Le cancer de la prostate représente la deuxième cause de décès par cancer chez l’homme. Le traitement par les anti-androgènes occupe une place majeure à la phase métastatique et l’aggravation de la maladie est souvent corrélée au développement d’une résistance aux androgènes. S. Thebault et al. [24] viennent de démontrer que le récepteur adrénergique α-1 pourrait être une cible intéressante. Les antagonistes de ce récepteur sont déjà utilisés dans l’hypertrophie prostatique bénigne pour faciliter la miction en agissant sur la contraction du muscle lisse sphinctérien. Les cellules épithéliales de la prostate expriment également le récepteur adrénergique α-1 sous la forme du sous type α-1A. Or, le récepteur α-1A est exprimé dans deux lignées cellulaires dérivées de cancers de la prostate humain, et il est couplé à un canal calcique. En effet, la phényléphrine qui est l’agoniste adrénergique α-1 de référence provoque l’apparition d’oscillations calciques dans le cytosol.

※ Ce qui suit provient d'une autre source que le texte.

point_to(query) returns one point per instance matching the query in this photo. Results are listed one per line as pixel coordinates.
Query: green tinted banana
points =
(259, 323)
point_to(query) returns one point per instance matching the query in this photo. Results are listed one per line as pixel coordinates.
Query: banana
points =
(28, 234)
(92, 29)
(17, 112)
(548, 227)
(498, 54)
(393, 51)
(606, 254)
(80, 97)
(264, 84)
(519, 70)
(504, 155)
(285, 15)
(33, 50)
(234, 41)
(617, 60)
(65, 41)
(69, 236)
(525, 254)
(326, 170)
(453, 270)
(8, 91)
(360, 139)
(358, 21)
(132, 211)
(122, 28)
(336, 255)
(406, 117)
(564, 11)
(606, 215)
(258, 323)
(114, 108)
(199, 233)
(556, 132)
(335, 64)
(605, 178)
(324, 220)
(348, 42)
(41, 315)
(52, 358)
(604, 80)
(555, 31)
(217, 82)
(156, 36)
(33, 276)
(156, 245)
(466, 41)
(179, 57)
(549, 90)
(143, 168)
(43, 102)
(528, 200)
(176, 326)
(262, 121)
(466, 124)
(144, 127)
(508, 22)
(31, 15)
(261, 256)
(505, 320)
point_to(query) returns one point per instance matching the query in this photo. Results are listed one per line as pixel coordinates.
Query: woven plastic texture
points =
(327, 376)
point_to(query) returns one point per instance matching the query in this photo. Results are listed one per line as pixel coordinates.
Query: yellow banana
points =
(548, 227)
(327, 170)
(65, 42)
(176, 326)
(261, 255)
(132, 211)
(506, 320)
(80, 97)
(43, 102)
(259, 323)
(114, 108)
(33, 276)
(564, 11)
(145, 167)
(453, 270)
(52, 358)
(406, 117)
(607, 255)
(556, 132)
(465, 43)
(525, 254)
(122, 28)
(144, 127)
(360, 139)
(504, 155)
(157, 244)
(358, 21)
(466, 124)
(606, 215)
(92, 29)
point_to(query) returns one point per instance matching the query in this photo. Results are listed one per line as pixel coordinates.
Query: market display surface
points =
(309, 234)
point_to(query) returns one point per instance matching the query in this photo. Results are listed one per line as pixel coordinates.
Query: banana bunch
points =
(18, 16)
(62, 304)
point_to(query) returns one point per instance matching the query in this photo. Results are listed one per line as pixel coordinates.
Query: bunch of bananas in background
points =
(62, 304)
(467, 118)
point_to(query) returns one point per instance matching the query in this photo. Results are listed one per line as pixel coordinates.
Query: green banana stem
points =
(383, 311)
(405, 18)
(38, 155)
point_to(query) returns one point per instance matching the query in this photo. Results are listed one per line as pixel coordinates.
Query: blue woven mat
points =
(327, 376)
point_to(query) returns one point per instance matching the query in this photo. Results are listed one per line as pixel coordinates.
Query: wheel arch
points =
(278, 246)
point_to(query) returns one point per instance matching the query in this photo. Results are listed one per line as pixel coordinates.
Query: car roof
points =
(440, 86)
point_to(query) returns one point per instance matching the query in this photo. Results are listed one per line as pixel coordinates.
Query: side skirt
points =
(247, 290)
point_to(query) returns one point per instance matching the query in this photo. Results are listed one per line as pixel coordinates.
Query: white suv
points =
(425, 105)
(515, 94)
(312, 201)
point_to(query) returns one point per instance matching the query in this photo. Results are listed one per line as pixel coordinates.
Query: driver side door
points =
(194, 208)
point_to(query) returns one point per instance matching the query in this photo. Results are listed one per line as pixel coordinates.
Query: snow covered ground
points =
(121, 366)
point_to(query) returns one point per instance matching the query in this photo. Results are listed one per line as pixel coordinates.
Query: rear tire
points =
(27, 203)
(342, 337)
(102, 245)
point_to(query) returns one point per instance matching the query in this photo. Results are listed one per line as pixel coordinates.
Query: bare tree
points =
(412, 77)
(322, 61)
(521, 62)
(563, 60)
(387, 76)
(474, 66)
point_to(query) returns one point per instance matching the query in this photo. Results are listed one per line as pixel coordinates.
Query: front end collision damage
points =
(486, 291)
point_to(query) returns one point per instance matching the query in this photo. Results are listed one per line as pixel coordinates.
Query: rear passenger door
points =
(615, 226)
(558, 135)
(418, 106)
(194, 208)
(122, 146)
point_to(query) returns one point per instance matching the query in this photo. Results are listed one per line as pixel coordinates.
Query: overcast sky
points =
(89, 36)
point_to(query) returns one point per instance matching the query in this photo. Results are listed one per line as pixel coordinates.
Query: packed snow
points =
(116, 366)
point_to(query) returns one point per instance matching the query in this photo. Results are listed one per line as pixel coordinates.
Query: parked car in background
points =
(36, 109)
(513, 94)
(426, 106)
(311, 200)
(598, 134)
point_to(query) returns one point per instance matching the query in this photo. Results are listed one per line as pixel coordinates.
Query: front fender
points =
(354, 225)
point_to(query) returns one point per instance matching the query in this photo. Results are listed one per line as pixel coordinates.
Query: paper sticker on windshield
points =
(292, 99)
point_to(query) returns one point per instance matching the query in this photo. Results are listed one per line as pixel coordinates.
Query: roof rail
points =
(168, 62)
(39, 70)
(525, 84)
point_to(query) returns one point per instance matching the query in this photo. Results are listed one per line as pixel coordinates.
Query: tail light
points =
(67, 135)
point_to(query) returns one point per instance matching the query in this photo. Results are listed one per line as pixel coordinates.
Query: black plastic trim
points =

Celles-ci disparaissent en présence de prazosine, un antagoniste α-1, et en l’absence de Ca²⁺ dans le milieu extracellulaire, prouvant ainsi l’implication d’un canal calcique membranaire. Il s’agit d’un canal cationique non spécifique perméable au Ca²⁺ appartenant à la famille des canaux récepteurs à potentiel transitoire (TRPC). La liaison de l’agoniste au récepteur active la phospholipase C qui va hydrolyser le 4, 5 phosphatidyl inositol biphosphate en diacylglycérol et inositol triphosphate. Le diacylglycérol active ensuite le canal calcique comme le montre l’augmentation du Ca²⁺ cytosolique en présence d’un de ses analogues, l’oléoyl-acétyl-glycérol. On constate également dans ces conditions l’apparition d’un courant de membrane inhibé par les antagonistes α-1 et les bloqueurs des TRPC. Le plus remarquable est que les deux lignées cellulaires prolifèrent en présence d’épinéphrine, cet effet étant également supprimé par les antagonistes α-1 ou les bloqueurs des TRPC. Cette étude établit le lien entre récepteurs adrénergiques α-1, canaux calciques membranaires et prolifération cellulaire. Elle ouvre la voie à l’utilisation des antagonistes α-1 et des bloqueurs des TRPC dans le traitement des cancers de la prostate ayant perdu leur sensibilité aux androgènes.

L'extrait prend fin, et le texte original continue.